Мы ушли быстро, не оглядываясь. Но гора всё равно была в поле зрения — не глазами, так внутренним зрением. Она следовала за нами в мыслях, как следуют за человеком его собственные дурные поступки.
Уже далеко, у последнего поворота тропы, я всё же оглянулся.

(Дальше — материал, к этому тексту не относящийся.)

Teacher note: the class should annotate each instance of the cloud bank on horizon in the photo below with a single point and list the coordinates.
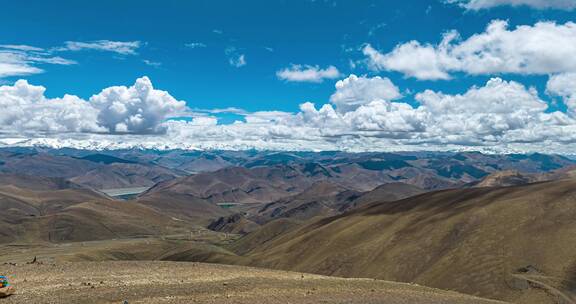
(363, 113)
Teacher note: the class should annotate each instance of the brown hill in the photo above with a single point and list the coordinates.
(124, 175)
(321, 199)
(235, 223)
(240, 185)
(52, 211)
(505, 179)
(183, 207)
(385, 193)
(508, 243)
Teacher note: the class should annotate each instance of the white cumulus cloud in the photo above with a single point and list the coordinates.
(541, 49)
(139, 109)
(355, 91)
(538, 4)
(307, 73)
(120, 47)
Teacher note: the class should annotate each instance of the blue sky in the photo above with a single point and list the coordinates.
(299, 32)
(224, 54)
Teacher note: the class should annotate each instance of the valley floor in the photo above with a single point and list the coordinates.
(178, 282)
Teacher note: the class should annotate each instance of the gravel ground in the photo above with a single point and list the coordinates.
(172, 282)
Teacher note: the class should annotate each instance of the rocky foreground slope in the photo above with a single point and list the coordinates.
(172, 282)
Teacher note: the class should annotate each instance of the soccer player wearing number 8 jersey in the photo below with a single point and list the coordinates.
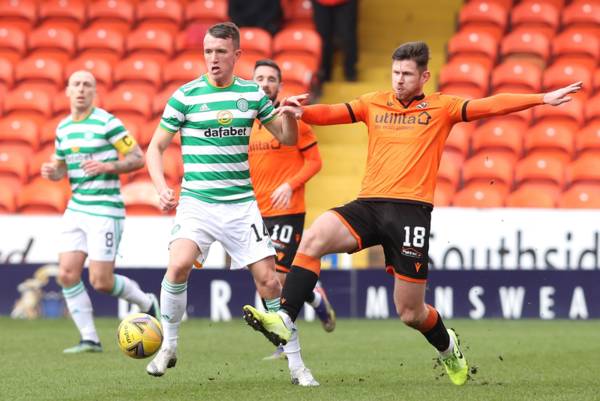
(407, 130)
(87, 145)
(214, 116)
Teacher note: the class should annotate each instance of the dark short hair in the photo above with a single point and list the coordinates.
(266, 62)
(226, 30)
(416, 51)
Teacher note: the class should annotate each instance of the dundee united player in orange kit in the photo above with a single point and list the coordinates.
(278, 174)
(407, 130)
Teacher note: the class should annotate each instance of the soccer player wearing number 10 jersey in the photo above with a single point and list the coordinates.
(407, 131)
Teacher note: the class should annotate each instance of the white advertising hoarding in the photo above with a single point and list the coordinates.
(461, 239)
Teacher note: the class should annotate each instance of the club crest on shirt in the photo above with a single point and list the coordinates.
(242, 104)
(224, 117)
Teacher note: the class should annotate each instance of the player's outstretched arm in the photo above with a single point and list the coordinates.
(505, 103)
(159, 143)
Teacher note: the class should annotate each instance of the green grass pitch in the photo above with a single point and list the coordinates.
(361, 360)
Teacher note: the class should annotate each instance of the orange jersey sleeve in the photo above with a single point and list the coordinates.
(272, 164)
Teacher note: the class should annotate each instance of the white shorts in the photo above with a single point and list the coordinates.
(97, 236)
(237, 226)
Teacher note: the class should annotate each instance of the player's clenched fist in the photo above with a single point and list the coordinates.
(167, 200)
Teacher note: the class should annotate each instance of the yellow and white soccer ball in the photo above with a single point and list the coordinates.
(139, 335)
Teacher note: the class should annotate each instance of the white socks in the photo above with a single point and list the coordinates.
(173, 302)
(292, 348)
(129, 290)
(80, 307)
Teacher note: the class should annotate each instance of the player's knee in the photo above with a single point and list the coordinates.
(68, 278)
(101, 283)
(409, 316)
(311, 243)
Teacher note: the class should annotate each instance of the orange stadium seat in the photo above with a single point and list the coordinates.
(15, 130)
(443, 194)
(540, 169)
(256, 41)
(40, 157)
(13, 167)
(150, 43)
(116, 16)
(531, 196)
(101, 69)
(33, 102)
(526, 44)
(541, 16)
(584, 170)
(479, 195)
(41, 197)
(140, 198)
(127, 103)
(12, 43)
(48, 131)
(299, 41)
(101, 43)
(583, 14)
(244, 67)
(166, 15)
(596, 79)
(56, 43)
(553, 138)
(592, 108)
(572, 110)
(46, 73)
(458, 143)
(7, 199)
(500, 134)
(160, 100)
(516, 75)
(581, 196)
(206, 11)
(587, 141)
(139, 74)
(484, 16)
(183, 69)
(491, 168)
(69, 14)
(296, 73)
(477, 46)
(20, 14)
(562, 74)
(470, 74)
(7, 77)
(578, 47)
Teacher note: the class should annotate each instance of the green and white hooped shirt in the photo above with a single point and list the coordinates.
(215, 124)
(92, 139)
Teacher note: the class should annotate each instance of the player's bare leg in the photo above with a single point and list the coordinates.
(78, 301)
(173, 302)
(103, 279)
(409, 299)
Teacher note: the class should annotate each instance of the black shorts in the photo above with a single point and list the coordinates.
(286, 232)
(402, 229)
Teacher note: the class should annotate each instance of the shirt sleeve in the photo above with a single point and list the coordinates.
(174, 114)
(266, 111)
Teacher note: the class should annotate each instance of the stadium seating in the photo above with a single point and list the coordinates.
(479, 195)
(580, 197)
(12, 43)
(67, 14)
(166, 15)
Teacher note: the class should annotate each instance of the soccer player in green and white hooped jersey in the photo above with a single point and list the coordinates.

Кайлас стоял неподвижно. Вершина его сияла, как белая печать. И мне показалось — или, быть может, я наконец-то увидел то, что всегда было — что грань горы на мгновение стала прозрачной. Внутри — не пещера, не пустота, не механизм.
А тьма.
Не отсутствие света, а присутствие чего-то, что пожирает саму возможность света. И в этой тьме — как в зрачке — был импульс: тихий, ровный, бесконечно терпеливый. Он не звал. Он ждал.
С тех пор я живу в городе, среди людей и шума, среди ламп и экранов. Я стараюсь быть прежним. Я работаю, говорю, улыбаюсь. Но иногда — особенно ночью — я слышу тот самый ритм. Он приходит не извне. Он поднимается из глубины, как память, которой я не заслужил.
И самое ужасное: я больше не уверен, что мы ушли.
Я уверен лишь в одном: гора не нуждается в нашем присутствии. Ей достаточно нашего внимания.
Потому что Кайлас — не место.
Кайлас — это мысль, которая однажды увидела человека и решила, что человек — слишком яркая ошибка.